1. Write Documentation
The first step to writing great documentation is… writing anything at all. Often times, even in huge corporation, there is no consolidated source of truth that outlines how things are supposed to work. If you don’t even know how something is supposed to work, you can’t have much confidence that it’s working correctly. Even more frequently, the source of product requirements is a user story or feature ticket that a product owner or business analyst created for engineers to plan the work. This is not documentation. Transient tickets in a tools like JIRA or Rally that you might use to plan and track work can easily be lost or abandoned once work is done. It’s worth composing additional, long-lived documentation that says how things should function. When the code is the only source of documentation, the code can’t ever be wrong. Even when it is.
2. Use Visual Aids
Product Requirements often involve a specialized vernacular that, ironically, isn’t well suited for use in actually building a product. That’s because these requirements may have a different set of goals then what’s needed for engineering level documentation, i.e. business logic, future planning and legal requirements. That means that Product Requirements regularly need to be translated into something that’s better suited as a description of software functionality. The best way to do this is to simply map the designs to the data. That is, capture a screenshot of each screen, and outline how each piece of dynamic data on the screen is sourced or calculated. For example, here’s a screen shot of an inventory application, with some annotated notes about how the screen works:
Product Detail Screen
The Product Detail screen uses the /product/{productId}/details API. A GET call to the API retrieves the current details, and a POST updates them.

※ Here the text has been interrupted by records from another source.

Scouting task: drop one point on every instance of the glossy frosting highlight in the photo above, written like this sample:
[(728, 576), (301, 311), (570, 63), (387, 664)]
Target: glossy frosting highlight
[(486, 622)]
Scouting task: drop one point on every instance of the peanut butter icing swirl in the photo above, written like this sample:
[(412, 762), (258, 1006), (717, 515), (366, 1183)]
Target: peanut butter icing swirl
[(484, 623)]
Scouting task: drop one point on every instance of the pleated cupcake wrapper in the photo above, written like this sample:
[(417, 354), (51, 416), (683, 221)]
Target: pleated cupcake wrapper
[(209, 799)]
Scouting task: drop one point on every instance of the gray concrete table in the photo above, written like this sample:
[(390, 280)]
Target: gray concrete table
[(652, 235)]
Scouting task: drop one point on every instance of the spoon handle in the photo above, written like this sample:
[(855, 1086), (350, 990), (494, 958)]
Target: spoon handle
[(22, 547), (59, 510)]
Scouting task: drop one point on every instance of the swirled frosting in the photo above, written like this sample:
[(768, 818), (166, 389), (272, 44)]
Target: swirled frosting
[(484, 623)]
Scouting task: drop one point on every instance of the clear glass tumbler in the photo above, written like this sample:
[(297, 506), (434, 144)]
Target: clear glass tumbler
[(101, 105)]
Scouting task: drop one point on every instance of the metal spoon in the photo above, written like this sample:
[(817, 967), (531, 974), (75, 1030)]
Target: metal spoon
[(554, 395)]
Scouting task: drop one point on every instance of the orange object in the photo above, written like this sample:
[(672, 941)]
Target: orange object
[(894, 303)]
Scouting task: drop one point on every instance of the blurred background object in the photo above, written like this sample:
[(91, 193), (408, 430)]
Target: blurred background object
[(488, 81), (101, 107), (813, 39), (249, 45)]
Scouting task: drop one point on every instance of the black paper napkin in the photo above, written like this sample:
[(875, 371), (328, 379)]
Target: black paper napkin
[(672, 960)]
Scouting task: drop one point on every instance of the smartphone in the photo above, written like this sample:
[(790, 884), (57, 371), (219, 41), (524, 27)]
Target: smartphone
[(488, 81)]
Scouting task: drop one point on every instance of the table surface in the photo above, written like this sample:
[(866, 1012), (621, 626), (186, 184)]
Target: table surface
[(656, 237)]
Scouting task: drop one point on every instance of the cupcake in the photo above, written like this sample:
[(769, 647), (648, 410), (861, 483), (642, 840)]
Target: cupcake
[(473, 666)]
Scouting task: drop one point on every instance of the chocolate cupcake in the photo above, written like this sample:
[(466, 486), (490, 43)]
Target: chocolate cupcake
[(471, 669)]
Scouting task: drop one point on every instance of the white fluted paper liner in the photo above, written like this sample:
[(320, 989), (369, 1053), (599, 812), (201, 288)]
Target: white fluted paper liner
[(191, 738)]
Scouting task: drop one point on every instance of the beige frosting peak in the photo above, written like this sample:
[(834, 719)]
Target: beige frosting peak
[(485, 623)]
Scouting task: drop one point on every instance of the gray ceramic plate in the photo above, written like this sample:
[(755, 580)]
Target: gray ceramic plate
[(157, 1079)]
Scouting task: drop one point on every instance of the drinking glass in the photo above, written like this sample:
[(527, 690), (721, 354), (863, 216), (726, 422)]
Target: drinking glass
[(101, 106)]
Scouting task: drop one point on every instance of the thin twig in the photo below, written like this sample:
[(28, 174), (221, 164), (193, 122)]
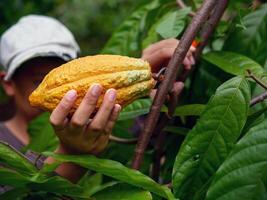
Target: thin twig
[(173, 68), (182, 5), (256, 79), (158, 153), (258, 99), (122, 140)]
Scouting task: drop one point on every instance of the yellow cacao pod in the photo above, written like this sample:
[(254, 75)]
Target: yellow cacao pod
[(131, 77)]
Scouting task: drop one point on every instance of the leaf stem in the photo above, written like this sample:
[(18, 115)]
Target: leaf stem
[(258, 99), (256, 79)]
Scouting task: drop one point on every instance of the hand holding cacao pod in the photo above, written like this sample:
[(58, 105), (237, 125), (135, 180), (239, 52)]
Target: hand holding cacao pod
[(129, 76)]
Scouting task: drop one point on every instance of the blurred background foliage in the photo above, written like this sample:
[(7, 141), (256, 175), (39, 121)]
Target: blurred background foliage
[(91, 22)]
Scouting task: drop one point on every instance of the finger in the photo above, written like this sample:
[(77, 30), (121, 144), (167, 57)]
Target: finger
[(113, 118), (164, 43), (178, 87), (102, 116), (58, 116), (192, 60), (158, 57), (192, 49), (153, 93), (187, 64), (100, 144), (87, 106)]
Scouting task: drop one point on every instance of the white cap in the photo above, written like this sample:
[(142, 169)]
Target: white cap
[(35, 36)]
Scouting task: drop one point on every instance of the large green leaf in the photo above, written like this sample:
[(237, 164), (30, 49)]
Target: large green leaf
[(12, 178), (123, 192), (117, 171), (15, 194), (251, 40), (172, 23), (241, 176), (210, 141), (135, 109), (15, 160), (92, 184), (23, 173), (233, 63), (42, 135), (126, 40)]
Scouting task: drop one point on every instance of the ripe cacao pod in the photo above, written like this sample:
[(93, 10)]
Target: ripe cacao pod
[(131, 77)]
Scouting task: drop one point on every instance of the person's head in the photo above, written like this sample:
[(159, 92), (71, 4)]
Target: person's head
[(28, 51)]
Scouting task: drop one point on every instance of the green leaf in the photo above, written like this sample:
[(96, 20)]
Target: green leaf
[(57, 185), (117, 171), (176, 130), (241, 176), (92, 184), (13, 159), (172, 23), (187, 110), (251, 41), (42, 135), (210, 141), (123, 192), (135, 109), (12, 178), (254, 118), (126, 40), (15, 194), (233, 63)]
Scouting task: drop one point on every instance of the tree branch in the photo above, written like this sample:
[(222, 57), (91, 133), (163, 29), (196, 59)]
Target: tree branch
[(122, 140), (182, 5), (173, 68), (258, 99)]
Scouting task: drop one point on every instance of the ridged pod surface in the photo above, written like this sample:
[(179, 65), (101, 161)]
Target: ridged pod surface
[(131, 77)]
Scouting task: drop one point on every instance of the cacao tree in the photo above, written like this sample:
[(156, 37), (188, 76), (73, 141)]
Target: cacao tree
[(215, 145)]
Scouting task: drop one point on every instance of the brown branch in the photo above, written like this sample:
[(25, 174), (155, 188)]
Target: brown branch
[(256, 79), (173, 68), (158, 155), (258, 99), (122, 140), (182, 5)]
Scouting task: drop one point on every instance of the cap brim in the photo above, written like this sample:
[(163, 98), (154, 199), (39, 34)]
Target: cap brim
[(55, 50)]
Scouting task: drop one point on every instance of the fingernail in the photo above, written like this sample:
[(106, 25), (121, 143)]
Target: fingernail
[(71, 95), (117, 108), (111, 94), (96, 89)]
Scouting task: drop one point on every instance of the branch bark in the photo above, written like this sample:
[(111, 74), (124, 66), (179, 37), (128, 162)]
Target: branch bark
[(173, 68), (258, 99), (182, 5)]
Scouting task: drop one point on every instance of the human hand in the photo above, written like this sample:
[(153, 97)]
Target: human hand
[(80, 133), (159, 54)]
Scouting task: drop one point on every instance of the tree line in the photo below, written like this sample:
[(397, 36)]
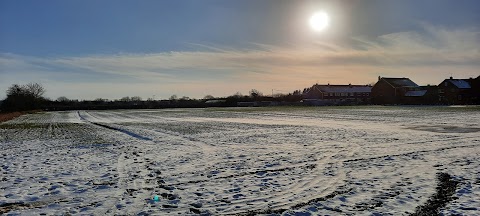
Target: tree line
[(31, 97)]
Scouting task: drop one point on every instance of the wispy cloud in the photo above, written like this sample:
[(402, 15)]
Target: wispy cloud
[(428, 56)]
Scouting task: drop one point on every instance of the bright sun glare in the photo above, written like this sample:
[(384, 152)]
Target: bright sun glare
[(319, 21)]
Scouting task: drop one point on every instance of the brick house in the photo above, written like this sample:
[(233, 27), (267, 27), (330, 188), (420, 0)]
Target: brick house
[(397, 91), (338, 94)]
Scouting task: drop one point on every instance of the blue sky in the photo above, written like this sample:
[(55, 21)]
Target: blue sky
[(110, 49)]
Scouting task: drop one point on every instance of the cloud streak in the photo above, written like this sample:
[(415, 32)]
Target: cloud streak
[(433, 52)]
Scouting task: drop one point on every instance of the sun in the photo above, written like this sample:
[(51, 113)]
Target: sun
[(319, 21)]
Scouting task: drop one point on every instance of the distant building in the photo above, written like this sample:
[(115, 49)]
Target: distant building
[(338, 94), (459, 91), (397, 91)]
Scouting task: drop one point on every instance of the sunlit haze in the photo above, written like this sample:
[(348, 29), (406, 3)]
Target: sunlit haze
[(111, 49)]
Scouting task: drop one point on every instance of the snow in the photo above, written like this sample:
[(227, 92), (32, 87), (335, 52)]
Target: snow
[(292, 161)]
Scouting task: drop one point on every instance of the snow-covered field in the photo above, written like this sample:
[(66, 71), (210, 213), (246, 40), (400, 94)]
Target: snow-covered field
[(244, 161)]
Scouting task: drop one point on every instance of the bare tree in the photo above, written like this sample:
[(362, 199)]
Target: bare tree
[(35, 89), (25, 97)]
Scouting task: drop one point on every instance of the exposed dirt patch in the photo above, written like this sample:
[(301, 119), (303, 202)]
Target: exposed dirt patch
[(444, 193), (445, 129)]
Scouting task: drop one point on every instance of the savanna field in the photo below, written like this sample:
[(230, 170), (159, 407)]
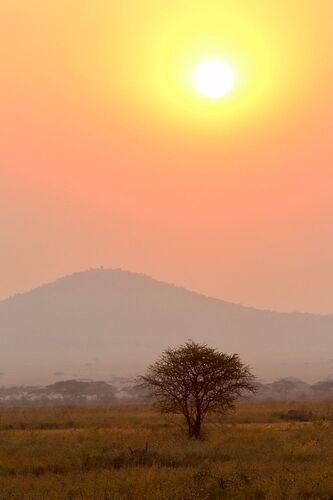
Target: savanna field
[(260, 451)]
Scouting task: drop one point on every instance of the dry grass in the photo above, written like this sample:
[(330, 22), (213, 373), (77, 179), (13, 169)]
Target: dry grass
[(84, 453)]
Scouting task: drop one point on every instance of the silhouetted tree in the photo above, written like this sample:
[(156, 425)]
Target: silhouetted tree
[(194, 380)]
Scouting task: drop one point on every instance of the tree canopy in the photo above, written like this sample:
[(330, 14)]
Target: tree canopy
[(195, 380)]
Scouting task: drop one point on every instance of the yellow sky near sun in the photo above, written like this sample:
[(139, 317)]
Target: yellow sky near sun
[(102, 132)]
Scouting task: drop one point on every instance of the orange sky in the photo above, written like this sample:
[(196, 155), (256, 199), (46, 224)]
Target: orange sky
[(108, 157)]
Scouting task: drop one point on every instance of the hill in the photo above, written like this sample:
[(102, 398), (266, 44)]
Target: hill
[(102, 322)]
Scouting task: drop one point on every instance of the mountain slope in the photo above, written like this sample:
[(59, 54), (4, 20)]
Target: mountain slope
[(107, 322)]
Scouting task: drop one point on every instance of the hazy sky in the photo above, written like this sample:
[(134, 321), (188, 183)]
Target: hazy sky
[(109, 157)]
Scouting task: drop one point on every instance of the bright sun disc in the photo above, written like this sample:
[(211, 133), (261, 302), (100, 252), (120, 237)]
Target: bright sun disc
[(213, 79)]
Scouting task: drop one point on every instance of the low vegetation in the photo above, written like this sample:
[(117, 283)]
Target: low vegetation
[(260, 451)]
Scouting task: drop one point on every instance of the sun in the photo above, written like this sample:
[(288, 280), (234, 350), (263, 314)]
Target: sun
[(213, 79)]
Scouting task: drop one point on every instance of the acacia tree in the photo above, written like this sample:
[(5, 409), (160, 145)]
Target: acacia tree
[(195, 380)]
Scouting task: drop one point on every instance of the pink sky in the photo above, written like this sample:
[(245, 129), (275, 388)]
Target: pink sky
[(92, 174)]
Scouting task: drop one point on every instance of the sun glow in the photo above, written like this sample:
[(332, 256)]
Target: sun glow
[(213, 79)]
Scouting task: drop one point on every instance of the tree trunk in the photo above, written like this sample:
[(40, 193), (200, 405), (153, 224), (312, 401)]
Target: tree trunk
[(194, 427)]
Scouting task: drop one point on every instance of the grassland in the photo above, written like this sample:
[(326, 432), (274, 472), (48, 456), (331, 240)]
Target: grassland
[(99, 454)]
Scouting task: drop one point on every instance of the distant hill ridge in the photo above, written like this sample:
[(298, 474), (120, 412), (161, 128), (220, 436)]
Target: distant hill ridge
[(103, 321)]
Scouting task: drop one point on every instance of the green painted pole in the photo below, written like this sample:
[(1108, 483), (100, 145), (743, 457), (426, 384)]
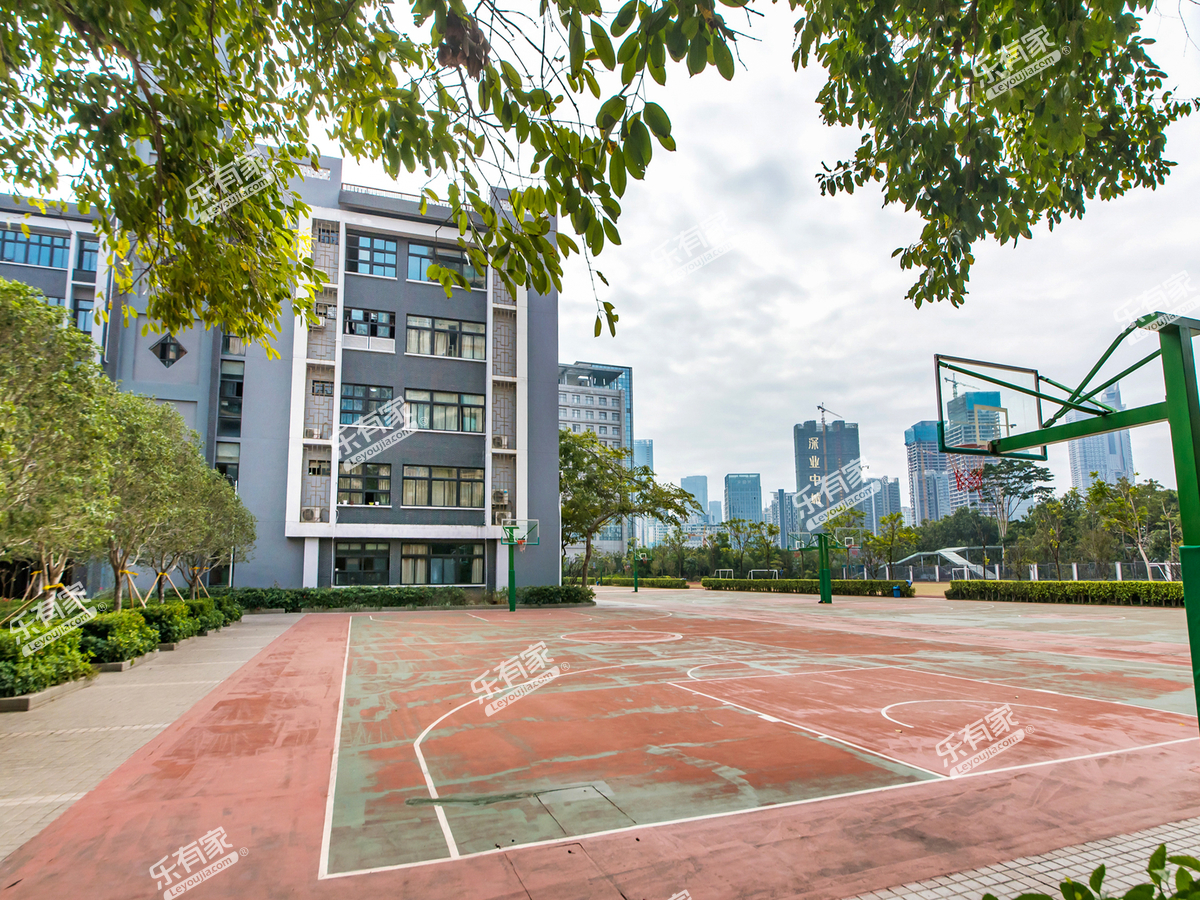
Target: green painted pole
[(1183, 414), (826, 576), (513, 579)]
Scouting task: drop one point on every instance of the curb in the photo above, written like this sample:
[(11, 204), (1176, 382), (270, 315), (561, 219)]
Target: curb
[(25, 702)]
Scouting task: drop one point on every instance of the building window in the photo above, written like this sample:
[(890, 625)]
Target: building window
[(48, 250), (229, 409), (369, 255), (442, 564), (369, 323), (360, 563), (227, 460), (443, 486), (83, 311), (447, 337), (439, 411), (365, 485), (421, 257), (360, 400), (167, 349), (89, 250)]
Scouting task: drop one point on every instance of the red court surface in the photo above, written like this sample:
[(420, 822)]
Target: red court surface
[(727, 745)]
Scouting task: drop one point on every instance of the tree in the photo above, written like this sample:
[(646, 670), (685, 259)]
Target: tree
[(1007, 484), (893, 540), (143, 105), (599, 486), (1125, 509), (53, 424)]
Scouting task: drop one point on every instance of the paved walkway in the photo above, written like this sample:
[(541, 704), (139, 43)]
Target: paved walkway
[(53, 755), (1125, 858)]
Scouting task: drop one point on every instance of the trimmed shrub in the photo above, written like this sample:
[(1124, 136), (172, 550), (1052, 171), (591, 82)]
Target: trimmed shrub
[(171, 621), (118, 636), (846, 587), (54, 664), (627, 581), (295, 599), (550, 594), (1121, 593), (207, 613)]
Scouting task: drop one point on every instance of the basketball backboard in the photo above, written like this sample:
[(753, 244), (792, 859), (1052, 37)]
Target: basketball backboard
[(981, 402), (521, 532)]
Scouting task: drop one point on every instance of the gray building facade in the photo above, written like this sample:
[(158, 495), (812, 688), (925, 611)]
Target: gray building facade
[(477, 373)]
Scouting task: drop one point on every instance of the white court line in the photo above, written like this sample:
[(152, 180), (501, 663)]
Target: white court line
[(1043, 690), (814, 731), (952, 700), (323, 864)]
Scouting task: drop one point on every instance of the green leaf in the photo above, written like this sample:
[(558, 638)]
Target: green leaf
[(603, 45), (624, 18), (657, 118)]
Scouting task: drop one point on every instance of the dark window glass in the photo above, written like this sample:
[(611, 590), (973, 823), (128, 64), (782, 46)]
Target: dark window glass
[(371, 255), (442, 564), (369, 323), (421, 257), (361, 562), (365, 485), (48, 250), (360, 400)]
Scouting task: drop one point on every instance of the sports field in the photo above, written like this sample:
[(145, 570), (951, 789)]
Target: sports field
[(731, 745)]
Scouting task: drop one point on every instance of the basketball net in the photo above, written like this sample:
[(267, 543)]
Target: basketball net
[(967, 472)]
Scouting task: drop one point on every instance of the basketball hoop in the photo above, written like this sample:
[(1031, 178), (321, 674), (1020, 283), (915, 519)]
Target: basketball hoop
[(967, 472)]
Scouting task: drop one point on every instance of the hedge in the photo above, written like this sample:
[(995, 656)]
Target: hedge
[(54, 664), (117, 636), (1122, 593), (550, 594), (295, 599), (623, 581), (845, 587)]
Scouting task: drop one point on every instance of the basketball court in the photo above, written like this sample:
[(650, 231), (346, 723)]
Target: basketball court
[(726, 744)]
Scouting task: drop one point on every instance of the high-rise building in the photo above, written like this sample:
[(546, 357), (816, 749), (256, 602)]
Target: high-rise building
[(643, 454), (475, 371), (599, 397), (928, 473), (822, 449), (697, 486), (743, 497), (1108, 455)]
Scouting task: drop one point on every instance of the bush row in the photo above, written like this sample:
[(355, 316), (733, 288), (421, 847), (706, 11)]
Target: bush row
[(1122, 593), (627, 581), (108, 637), (846, 587)]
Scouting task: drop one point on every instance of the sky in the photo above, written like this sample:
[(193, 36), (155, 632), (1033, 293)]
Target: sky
[(808, 306)]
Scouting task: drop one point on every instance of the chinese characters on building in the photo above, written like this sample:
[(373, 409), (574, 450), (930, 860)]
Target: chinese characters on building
[(994, 732), (695, 247), (995, 73), (526, 665), (385, 427), (229, 185), (199, 861)]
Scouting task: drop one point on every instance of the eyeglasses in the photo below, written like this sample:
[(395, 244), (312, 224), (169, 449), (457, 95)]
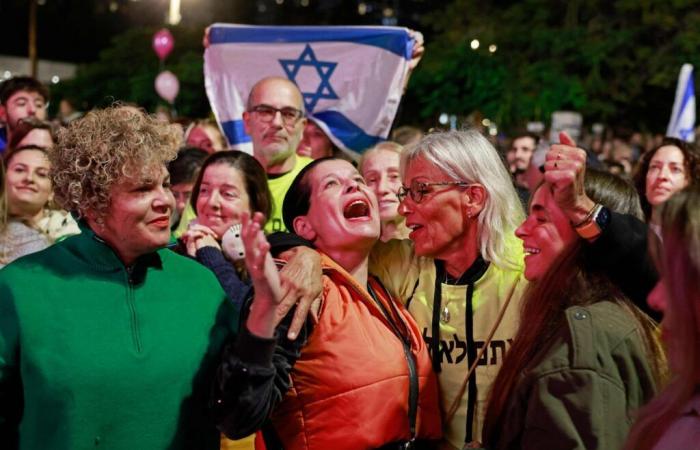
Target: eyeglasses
[(417, 190), (267, 113)]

The “Product Name” EditText should use the name field value from the GET response payload.
The “Price” EditText should use the amount field value.
The “Quantity” EditText should use the inventory field value
The “Order More” button, when clicked should launch the Product Order screen, using the id field value.
The “Save” button should call the Product Details POST API.
If you compose documents as the example shows, any developer on any platform should be able to read it and understand the logic, and then know how to build and test their code. It’s also a great idea to include a link to an example API payload JSON, or include one in the document.
3. Keep It Up-to-Date
Documentation is only as valuable as it is accurate, so it’s important to keep your documentation in sync with changes to the UI and the backend services. It’s excellent practice to make updating the documentation part of the development work, so that dev tasks can’t be marked complete until the docs are also updated (and If you use JIRA, it’s an even better idea to make updating the documentation a step if your story workflow.) This obviously adds overhead onto development, but it will definitely save you time down the road, both in recalling how screens work, and potentially training new team members.
In a cross-functional environment, when the same product is being built on multiple platforms, the team with the best documentation (or in many cases, the team with any documentation) becomes the authority on how the product works. Knowing your product is the single best thing you can do not only for the benefit of the product itself, but for the benefit of your dev team, and of other dev teams building the same thing.